To prevent the method of stripping the base metal with nitric acid from causing environmental pollution, a considerable amount of chemicals must be used to neutralize the generated nitrogen oxide fumes and turn the stripping solution of the base metal into a processable waste liquid. is necessary. Apart from this problem, if some metal matrix remains on the surface of the fiber, soiling of this surface is a disadvantage for some applications.

According to the present invention, the above-described pulling of the metal bundle enables the production of metal fibers having no stain on the surface.

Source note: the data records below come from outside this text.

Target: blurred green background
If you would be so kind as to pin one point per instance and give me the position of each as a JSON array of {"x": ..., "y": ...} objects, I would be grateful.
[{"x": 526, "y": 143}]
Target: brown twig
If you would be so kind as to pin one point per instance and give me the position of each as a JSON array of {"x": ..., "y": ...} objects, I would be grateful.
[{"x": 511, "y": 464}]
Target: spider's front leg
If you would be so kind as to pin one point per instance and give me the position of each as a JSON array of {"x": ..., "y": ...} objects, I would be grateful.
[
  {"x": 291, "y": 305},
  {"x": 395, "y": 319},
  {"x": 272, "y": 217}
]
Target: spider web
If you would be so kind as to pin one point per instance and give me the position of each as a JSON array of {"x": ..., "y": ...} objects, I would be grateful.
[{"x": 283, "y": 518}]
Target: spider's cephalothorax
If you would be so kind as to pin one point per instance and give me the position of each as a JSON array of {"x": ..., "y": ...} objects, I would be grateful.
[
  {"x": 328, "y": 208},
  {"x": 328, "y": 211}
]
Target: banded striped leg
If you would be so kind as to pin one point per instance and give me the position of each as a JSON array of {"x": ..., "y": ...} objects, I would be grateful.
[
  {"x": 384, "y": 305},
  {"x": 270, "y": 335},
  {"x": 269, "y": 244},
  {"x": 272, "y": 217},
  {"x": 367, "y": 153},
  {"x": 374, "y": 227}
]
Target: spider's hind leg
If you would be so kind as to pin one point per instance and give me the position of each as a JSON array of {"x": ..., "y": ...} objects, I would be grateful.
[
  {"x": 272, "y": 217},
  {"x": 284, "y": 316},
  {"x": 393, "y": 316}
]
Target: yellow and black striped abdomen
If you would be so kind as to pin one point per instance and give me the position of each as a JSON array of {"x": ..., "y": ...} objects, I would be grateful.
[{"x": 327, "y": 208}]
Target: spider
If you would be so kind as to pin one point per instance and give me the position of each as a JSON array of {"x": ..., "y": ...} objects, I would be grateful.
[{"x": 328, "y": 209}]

The concentration of the base metal on the surface of the metal fiber obtained by the present invention is at most 0.2 atomic percent (hereinafter also referred to as “at%”). On the other hand, the average copper content in the surface layer of standard metal fiber treated with nitric acid of the base copper is 2 at
% Or more. The thickness of the surface layer in question here is about
50Å.

 The metal fibers obtained by the present invention are, for example, at least
Is also stainless steel fiber containing 10% by weight chromium
You. The fiber contains at least 16% Cr and Ni. Also
The present invention relates to Fe, Cr, Al and / or Y or rare earth elements.
Including refractory metals (see, eg, US Pat. No. 4,139,376)
And Ni / Cr alloy, Hastelloy , Inconel ,
Titanium or Carpenter Also for the production of fibers made of 20cb3
Can be.

The invention further relates to the above stainless steel fibers,
Further, a steel fiber having a low Cr content (Cr / (Cr + Fe + Ni) ratio) on the surface, that is, a Cr / (Cr + Fe + Ni) ratio of 1 to 15% when expressed in at% is intended. Even if the fiber has a base metal of 0.2% or more on the surface, if the content of Cr is small as described above, the corrosion resistance is improved as described later.

The present invention also provides a method and apparatus for continuously stripping a base metal by electrolysis from a drawn wire (metal) bundle. In this case, the metal bundle acts as an anode, and the embedded metal bundle moves continuously in the electrolytic cell maintained at 20 ° C. or higher.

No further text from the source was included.